Für den Verfassungsgerichtshof war das Verfahren betreffend die Anfechtung der Stichwahl vom 22. Mai 2016 die größte Herausforderung im Jahr 2016. Präsident Gerhart Holzinger unterstrich in einer Pressekonferenz am 23. Dezember 2016 die Bedeutung dieses Erkenntnisses: „Die Aufhebung der Stichwahl war völlig alternativlos.“
Wir erinnern uns: Das Verfahren vor dem Verfassungsgerichtshof hat ergeben, dass in 14 österreichischen Wahlbezirken bei der Ermittlung des Ergebnisses der Briefwahl gegen den verfassungsrechtlichen Grundsatz der geheimen Wahl und gegen Bestimmungen des Bundespräsidentenwahlgesetzes verstoßen wurde. Zweck dieser Bestimmungen ist es, Manipulationen und Missbräuche im Wahlverfahren auszuschließen. Von den festgestellten Rechtswidrigkeiten waren rund 77.000 Stimmen betroffen, der Stimmenunterschied zwischen den beiden Wahlwerbern betrug rund 30.000 Stimmen. Damit waren Rechtsvorschriften in einem Ausmaß verletzt, das von Einfluss auf das Wahlergebnis sein konnte.
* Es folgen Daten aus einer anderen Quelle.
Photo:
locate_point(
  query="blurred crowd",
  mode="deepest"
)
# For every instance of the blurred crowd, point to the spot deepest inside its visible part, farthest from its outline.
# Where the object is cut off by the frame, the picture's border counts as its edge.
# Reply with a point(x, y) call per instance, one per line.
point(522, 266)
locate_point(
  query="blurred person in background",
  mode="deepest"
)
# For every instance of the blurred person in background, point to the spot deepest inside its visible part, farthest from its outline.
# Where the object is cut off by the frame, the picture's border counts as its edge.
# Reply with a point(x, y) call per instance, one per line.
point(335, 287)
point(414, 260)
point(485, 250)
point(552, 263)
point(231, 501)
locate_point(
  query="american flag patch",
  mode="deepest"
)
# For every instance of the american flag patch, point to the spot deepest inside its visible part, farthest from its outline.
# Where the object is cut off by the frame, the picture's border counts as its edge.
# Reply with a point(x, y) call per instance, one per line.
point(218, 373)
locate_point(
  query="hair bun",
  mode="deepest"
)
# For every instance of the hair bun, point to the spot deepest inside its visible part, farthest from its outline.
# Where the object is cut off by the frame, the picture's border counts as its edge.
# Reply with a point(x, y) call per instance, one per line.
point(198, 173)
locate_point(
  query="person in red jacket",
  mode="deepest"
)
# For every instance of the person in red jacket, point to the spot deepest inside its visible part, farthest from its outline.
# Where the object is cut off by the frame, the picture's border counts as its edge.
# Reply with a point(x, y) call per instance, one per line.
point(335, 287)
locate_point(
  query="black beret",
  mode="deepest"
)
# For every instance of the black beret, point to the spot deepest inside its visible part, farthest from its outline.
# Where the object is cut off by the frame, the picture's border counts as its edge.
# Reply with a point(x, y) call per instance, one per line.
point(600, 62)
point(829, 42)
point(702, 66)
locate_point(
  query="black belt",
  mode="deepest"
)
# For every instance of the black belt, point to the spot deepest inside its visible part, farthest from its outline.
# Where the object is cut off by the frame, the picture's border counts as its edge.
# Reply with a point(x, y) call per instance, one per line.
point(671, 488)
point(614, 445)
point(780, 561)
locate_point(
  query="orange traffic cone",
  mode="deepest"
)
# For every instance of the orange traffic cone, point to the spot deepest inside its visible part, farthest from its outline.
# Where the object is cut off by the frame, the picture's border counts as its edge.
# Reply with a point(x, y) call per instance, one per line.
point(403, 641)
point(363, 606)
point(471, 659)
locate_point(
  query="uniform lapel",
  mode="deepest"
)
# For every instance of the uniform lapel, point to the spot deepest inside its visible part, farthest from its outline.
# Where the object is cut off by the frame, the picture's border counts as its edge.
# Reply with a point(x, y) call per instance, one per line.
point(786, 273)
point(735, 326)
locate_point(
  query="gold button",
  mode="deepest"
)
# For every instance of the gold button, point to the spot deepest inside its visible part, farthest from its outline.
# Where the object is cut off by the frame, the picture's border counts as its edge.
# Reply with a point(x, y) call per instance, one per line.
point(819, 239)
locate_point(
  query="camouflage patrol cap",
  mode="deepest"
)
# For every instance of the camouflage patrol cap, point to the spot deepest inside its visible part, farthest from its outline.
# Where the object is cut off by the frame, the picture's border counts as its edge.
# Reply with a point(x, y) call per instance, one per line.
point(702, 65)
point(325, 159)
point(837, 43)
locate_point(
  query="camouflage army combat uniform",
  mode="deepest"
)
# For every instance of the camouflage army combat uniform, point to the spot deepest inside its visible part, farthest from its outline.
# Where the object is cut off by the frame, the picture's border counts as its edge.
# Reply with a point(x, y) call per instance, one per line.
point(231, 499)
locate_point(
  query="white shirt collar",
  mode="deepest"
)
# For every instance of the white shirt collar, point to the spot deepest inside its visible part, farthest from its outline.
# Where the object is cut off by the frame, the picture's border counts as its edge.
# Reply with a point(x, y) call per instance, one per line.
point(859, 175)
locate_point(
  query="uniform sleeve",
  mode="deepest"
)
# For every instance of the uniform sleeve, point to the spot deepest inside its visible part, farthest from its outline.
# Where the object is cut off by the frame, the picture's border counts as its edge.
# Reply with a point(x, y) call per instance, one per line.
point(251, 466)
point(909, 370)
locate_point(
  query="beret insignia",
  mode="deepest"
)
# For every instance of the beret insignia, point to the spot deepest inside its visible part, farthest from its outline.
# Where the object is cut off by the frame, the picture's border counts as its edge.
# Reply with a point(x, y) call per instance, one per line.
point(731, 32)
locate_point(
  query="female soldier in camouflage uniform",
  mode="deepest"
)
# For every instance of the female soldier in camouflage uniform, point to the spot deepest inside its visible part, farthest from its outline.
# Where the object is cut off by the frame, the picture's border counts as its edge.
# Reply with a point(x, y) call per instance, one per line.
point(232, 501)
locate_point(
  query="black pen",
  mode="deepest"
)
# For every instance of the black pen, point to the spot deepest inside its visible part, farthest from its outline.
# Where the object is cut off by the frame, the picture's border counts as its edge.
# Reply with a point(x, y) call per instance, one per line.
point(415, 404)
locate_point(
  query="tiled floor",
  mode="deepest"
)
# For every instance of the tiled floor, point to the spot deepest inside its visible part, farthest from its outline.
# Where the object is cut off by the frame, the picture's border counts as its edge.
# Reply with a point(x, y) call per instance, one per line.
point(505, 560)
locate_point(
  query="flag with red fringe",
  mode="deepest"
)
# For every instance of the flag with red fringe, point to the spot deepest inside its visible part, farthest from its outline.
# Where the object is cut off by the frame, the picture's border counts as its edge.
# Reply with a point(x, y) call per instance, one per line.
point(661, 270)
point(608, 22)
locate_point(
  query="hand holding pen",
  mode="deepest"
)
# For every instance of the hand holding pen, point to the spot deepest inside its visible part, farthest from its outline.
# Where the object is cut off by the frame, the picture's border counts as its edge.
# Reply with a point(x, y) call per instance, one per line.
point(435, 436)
Die Aufhebung der Stichwahl folgte der über Jahrzehnte geübten Rechtsprechung. Der Verfassungsgerichtshof hat Wahlen immer dann aufgehoben, wenn die Verletzung von Rechtsvorschriften, die Missbrauch und Manipulation verhindern sollen, erwiesen war und davon eine derart große Zahl von Stimmen betroffen war, dass diese Rechtsverletzungen von Einfluss auf das Ergebnis sein konnten. Der Gerichtshof hebt in diesen Fällen auf, und zwar ohne Spekulationen darüber anzustellen, ob diese Gesetzesverletzungen tatsächlich zu Manipulationen geführt haben.
„Diese Rechtsprechung ist wohl erwogen und begründet. Andernfalls würde die Prüfkompetenz des Verfassungsgerichtshofes ins Leere laufen“, betont Holzinger.
Erstens sei der tatsächliche Nachweis von Manipulationen nur schwer zu führen – etwa in der Frage, ob tatsächlich Stimmzettel ausgetauscht wurden.
Zweitens wäre eine „Bestätigung" der Wahl ein falsches Signal gewesen, ist Holzinger überzeugt. „In Zukunft würde sich niemand mehr an Vorschriften, die Manipulation vermeiden sollen, gebunden fühlen. Nur wenn wir so entscheiden, können wir sicherstellen, dass die Gesetze von den Wahlbehörden auch tatsächlich eingehalten werden.“
Drittens verweist der Präsident auf frühere Wahlen, die nach denselben Maßstäben aufgehoben wurden. Holzinger: „Der Verfassungsgerichtshof hat sich unabhängig von der aktuellen Situation an die Verfassung und die Gesetze zu halten. Der Verfassungsgerichtshof interpretiert den Verfassungstext seit Jahrzehnten in der gleichen Weise.“
In jedem Fall prüft der Verfassungsgerichtshof aber genau, ob die Voraussetzungen für diese Interpretation noch vorliegen. Dies habe auch für die Überprüfung der Stichwahl gegolten, betont Holzinger – mit dem Ergebnis, dass an der Aufhebung kein Weg vorbei geführt habe.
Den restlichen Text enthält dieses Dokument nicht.